Presented by The Badlands Theater Co. at the Blue Heron Arts Center, 123 E. 24 St., NYC, Oct. 29-Nov. 23.
"Like a Springsteen Song" tells a story of friendship and rekindled love. Two thirtysomethings, once high-school sweethearts, unexpectedly meet again on the streets of New York. Playwright Scott Brooks neatly weaves flashbacks of the pair's high-school relationship with scenes of their present-day disillusionment, interspersing short verses of Bruce Springsteen classics, to create a winning romantic drama.
What is memorable about this play is the depth of the contrasting characters. Sondra Wymar added layers to the role of Sara, a cynical wife and former artist who has settled for a comfortable marriage.
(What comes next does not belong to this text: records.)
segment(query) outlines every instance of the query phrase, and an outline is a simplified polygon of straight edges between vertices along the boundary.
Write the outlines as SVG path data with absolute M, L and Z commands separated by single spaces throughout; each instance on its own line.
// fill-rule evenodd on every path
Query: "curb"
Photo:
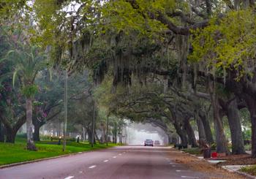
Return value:
M 113 148 L 113 147 L 116 147 L 116 146 L 113 146 L 113 147 L 110 147 L 110 148 L 102 148 L 102 149 L 97 149 L 97 150 L 93 150 L 93 151 L 89 151 L 78 152 L 78 153 L 64 154 L 64 155 L 61 155 L 61 156 L 57 156 L 43 158 L 43 159 L 36 159 L 36 160 L 21 161 L 21 162 L 10 164 L 4 164 L 4 165 L 1 165 L 0 166 L 0 170 L 4 169 L 4 168 L 15 167 L 15 166 L 18 166 L 18 165 L 22 165 L 22 164 L 35 163 L 35 162 L 37 162 L 37 161 L 46 161 L 46 160 L 58 159 L 58 158 L 61 158 L 61 157 L 67 157 L 67 156 L 75 156 L 75 155 L 83 154 L 83 153 L 89 153 L 89 152 L 94 152 L 94 151 L 97 151 L 111 148 Z
M 192 156 L 192 157 L 194 157 L 194 158 L 196 158 L 196 159 L 198 159 L 197 157 L 196 157 L 195 156 L 194 156 L 194 155 L 192 155 L 192 154 L 190 154 L 189 153 L 187 153 L 187 152 L 184 152 L 184 151 L 181 151 L 181 153 L 187 153 L 187 154 L 189 154 L 189 156 Z M 208 164 L 213 164 L 208 162 L 208 161 L 207 160 L 206 160 L 205 159 L 200 159 L 200 160 L 203 160 L 203 161 L 207 161 L 207 162 L 208 162 Z M 244 177 L 246 177 L 246 178 L 249 178 L 249 179 L 256 179 L 256 177 L 252 176 L 252 175 L 249 175 L 249 174 L 243 172 L 235 171 L 235 170 L 227 170 L 227 169 L 226 169 L 226 168 L 224 168 L 224 167 L 221 167 L 221 168 L 223 169 L 223 170 L 226 170 L 226 171 L 227 171 L 227 172 L 229 172 L 237 173 L 237 174 L 238 174 L 238 175 L 240 175 L 244 176 Z

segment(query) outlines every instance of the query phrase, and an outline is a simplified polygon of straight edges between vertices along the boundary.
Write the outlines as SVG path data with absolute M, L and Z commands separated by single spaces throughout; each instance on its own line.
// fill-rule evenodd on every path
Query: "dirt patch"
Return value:
M 189 168 L 195 171 L 206 173 L 211 179 L 244 179 L 244 176 L 238 174 L 229 172 L 219 166 L 211 164 L 204 160 L 200 160 L 196 157 L 193 157 L 188 153 L 176 153 L 176 150 L 172 149 L 173 153 L 170 153 L 170 157 L 176 162 L 186 164 Z

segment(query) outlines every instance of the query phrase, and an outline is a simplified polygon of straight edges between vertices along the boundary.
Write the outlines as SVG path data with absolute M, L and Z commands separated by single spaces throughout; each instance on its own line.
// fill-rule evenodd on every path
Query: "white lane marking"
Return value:
M 66 177 L 64 179 L 71 179 L 73 178 L 74 178 L 74 176 L 68 176 L 68 177 Z
M 91 166 L 89 167 L 89 169 L 93 169 L 93 168 L 94 168 L 94 167 L 96 167 L 96 165 L 91 165 Z
M 189 176 L 181 176 L 181 178 L 199 178 L 199 177 L 189 177 Z
M 189 172 L 189 170 L 177 170 L 176 172 Z

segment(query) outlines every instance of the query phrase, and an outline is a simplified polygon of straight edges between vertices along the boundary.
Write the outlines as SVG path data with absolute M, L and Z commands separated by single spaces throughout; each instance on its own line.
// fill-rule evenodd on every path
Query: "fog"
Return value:
M 168 144 L 168 137 L 165 132 L 151 123 L 132 123 L 127 126 L 127 130 L 129 145 L 143 145 L 146 139 L 159 140 L 160 145 Z

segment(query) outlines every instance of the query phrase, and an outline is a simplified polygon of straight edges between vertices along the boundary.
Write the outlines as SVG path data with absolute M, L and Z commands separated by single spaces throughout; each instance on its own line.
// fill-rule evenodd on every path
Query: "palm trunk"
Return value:
M 34 132 L 33 134 L 34 141 L 40 141 L 39 130 L 40 130 L 40 127 L 42 126 L 42 124 L 36 118 L 33 118 L 32 122 L 33 122 L 33 125 L 34 126 Z
M 6 128 L 7 131 L 7 140 L 6 142 L 14 143 L 15 141 L 15 136 L 17 132 L 15 132 L 12 129 Z
M 27 150 L 37 151 L 33 140 L 33 123 L 32 123 L 32 99 L 28 97 L 26 100 L 26 136 L 27 136 Z

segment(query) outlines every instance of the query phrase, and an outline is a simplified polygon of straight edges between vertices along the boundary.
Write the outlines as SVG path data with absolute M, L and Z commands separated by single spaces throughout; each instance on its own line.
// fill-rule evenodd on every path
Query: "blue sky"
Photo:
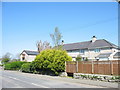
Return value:
M 118 44 L 116 2 L 4 2 L 2 53 L 13 55 L 37 50 L 38 40 L 48 41 L 58 27 L 65 43 L 89 41 L 95 35 Z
Joe Hickey rose above sentimentality to portray the recently widowed George as an optimist who has kept warm a flame in his heart for her.
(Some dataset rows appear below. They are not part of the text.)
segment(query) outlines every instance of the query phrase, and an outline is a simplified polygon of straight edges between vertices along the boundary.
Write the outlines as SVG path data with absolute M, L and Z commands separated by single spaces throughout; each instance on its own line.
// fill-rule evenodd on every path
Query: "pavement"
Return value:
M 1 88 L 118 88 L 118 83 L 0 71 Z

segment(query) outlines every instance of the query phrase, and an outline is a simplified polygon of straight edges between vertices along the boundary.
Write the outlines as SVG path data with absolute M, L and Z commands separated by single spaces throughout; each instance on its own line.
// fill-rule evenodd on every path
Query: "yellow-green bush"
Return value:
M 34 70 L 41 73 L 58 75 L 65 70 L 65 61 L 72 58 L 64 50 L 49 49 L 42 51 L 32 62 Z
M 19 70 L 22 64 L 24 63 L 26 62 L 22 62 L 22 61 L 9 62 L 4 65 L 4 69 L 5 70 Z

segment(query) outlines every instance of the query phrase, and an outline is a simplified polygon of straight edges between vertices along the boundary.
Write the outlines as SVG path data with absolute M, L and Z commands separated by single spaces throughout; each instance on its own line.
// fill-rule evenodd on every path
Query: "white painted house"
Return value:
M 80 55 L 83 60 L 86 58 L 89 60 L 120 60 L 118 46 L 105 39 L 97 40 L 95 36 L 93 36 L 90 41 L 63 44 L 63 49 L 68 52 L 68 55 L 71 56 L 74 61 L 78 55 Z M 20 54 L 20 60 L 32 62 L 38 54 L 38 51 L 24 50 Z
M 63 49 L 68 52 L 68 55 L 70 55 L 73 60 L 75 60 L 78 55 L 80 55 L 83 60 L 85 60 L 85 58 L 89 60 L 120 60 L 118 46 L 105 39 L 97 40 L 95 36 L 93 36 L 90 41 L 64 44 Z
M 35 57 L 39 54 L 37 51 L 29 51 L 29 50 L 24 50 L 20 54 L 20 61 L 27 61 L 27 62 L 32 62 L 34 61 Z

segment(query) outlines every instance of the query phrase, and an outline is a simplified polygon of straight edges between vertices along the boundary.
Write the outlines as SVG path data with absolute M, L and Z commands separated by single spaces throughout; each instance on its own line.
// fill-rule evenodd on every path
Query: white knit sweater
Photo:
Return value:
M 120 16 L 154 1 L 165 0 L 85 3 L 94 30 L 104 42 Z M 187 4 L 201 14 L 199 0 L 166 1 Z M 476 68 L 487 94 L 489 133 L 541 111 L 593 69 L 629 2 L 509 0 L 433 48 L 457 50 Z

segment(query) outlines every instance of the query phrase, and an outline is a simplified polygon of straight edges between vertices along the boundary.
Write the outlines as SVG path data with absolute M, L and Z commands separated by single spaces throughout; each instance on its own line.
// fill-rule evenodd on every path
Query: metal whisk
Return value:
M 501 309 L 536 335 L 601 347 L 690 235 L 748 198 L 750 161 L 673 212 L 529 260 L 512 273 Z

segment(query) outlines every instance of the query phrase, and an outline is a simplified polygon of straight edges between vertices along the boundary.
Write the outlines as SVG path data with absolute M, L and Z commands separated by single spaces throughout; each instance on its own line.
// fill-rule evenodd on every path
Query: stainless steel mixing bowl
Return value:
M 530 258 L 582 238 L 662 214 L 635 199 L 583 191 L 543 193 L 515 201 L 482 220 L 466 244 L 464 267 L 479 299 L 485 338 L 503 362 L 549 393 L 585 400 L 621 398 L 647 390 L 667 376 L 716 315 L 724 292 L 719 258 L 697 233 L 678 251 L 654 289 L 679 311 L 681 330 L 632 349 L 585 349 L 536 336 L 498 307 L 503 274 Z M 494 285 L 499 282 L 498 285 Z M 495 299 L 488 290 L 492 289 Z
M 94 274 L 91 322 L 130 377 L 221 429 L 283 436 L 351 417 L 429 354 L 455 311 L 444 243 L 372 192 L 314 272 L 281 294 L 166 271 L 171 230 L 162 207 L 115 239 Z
The narrator (Mark Ransom) sings and renders parts of Springsteen's songs on his acoustic guitar between scenes that relive Sara and George's teenage years as best friends, and ones that render their current lives, where they tentatively begin to build a new relationship in spite of the scars inflicted by an unfaithful husband and the pain of losing a wife.
The music lends a lyrical, wistful quality that permeates their developing love story—inevitable, but wonderful to watch.
The direction by Cat Proper played up the differences between youthful playfulness and the wary reality of disillusioned lives. Playwright Brooks builds just enough romantic tension between these two characters to keep one hoping for the final scene where they decide to leave the city and build a new life together.
Set designer Jeremy Chernik provided the upscale living room. Marisa DiTeresa added appropriate costume detail for flashbacks to the late 1980s.